И добавил, помолчав:
– Пойдемте выпьем?
– Уже комендантский час.
– Мы же в пределах плантации.
– Не сегодня, Фредерик, – сказала я, комкая в руке листовку. – А вам – спасибо за то, что отвезли меня сегодня утром.
Боль занялась в левой руке, когда я вернулась в спальню, временами ее ноющее подергивание шло в такт пульсу. Ярость, вызванная отказом Аритомо, притихшая на время вечеринки, вновь дала о себе знать. Вот ведь наглость у человека: заставить меня проделать путь от самого К-Л только для того, чтобы столь поспешно отвергнуть мое предложение, даже всерьез не обдумав его! Чертов джап. Чертов, чертов джап-кровосос!
Выдвинув ящик у тумбочки рядом с кроватью, я достала свой дневник. Он был тяжелый – распух от газетных вырезок, которые я в него вклеивала. Перебирала странички, по сути, не глядя на них: то, что содержалось в дневнике, я знала наизусть. Еще когда я работала помощником научного сотрудника на процессах по военным преступлениям, я собирала газетные отчеты о таких же процессах в Токио и других странах, которые захватили японцы. Я близко к сердцу принимала обвинения, которые вменялись в вину японским офицерам, но все равно регулярно перечитывала вырезки, хотя давным-давно смирилась с тем, что в них не было ни знакомого мне имени, ни знакомого лица на фотографии. Нигде не попалось упоминание о лагере, куда я была заключена.
Между страниц в конце дневника торчал бледно-голубой конверт, адрес на котором был написан по-японски и по-английски. Я взяла его – он был легок, как листик дерева. Конвертом была заложена страница, куда я занесла свой последний разговор с осужденным военным преступником, произошедший за неделю до моего отъезда в Кембридж. Я вспомнила про обещание, которое дала тому человеку, обещание отправить его письмо по почте.

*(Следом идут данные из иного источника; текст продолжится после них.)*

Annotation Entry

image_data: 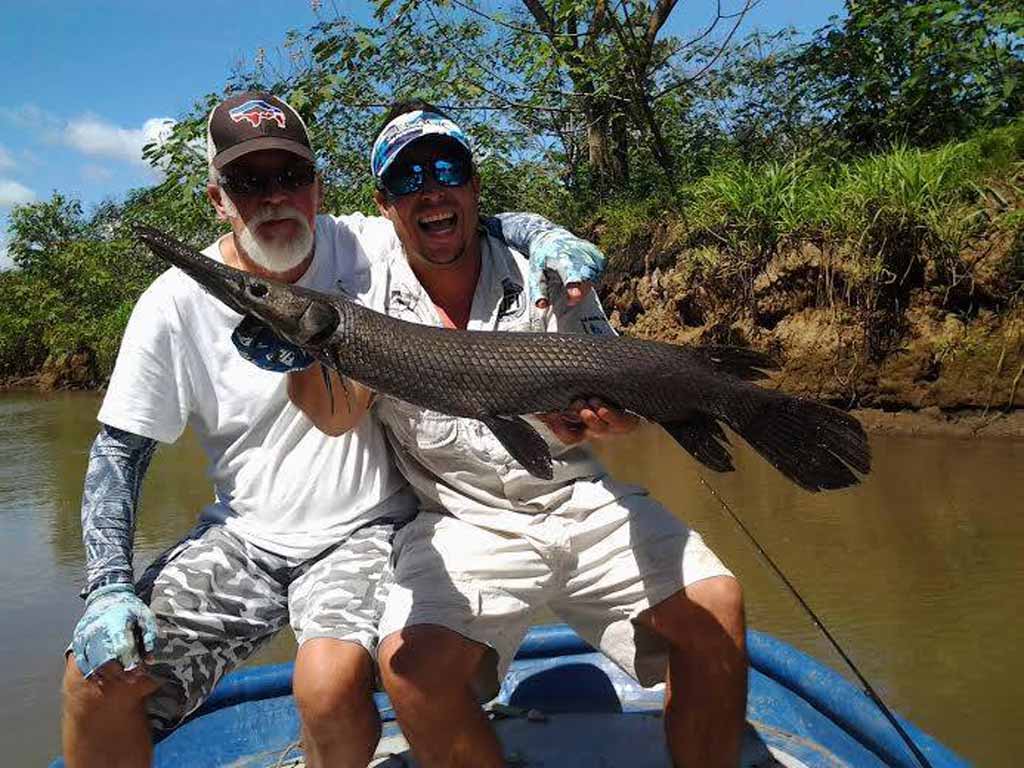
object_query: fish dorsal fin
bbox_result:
[480,416,554,480]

Потихоньку левая рука перестала ныть. Но боль еще вернется.
Откуда-то слабо доносились голоса слуг, остававшихся в доме. Один из павлинов протяжно звал самку. Я вложила конверт обратно между страниц, закрыла дневник и пошла на террасу.
Долго стояла там, глядя в сторону Югири. Стояла до тех пор, пока вечер не затопил подошвы холмов в долинах и сад Аритомо не пропал из виду.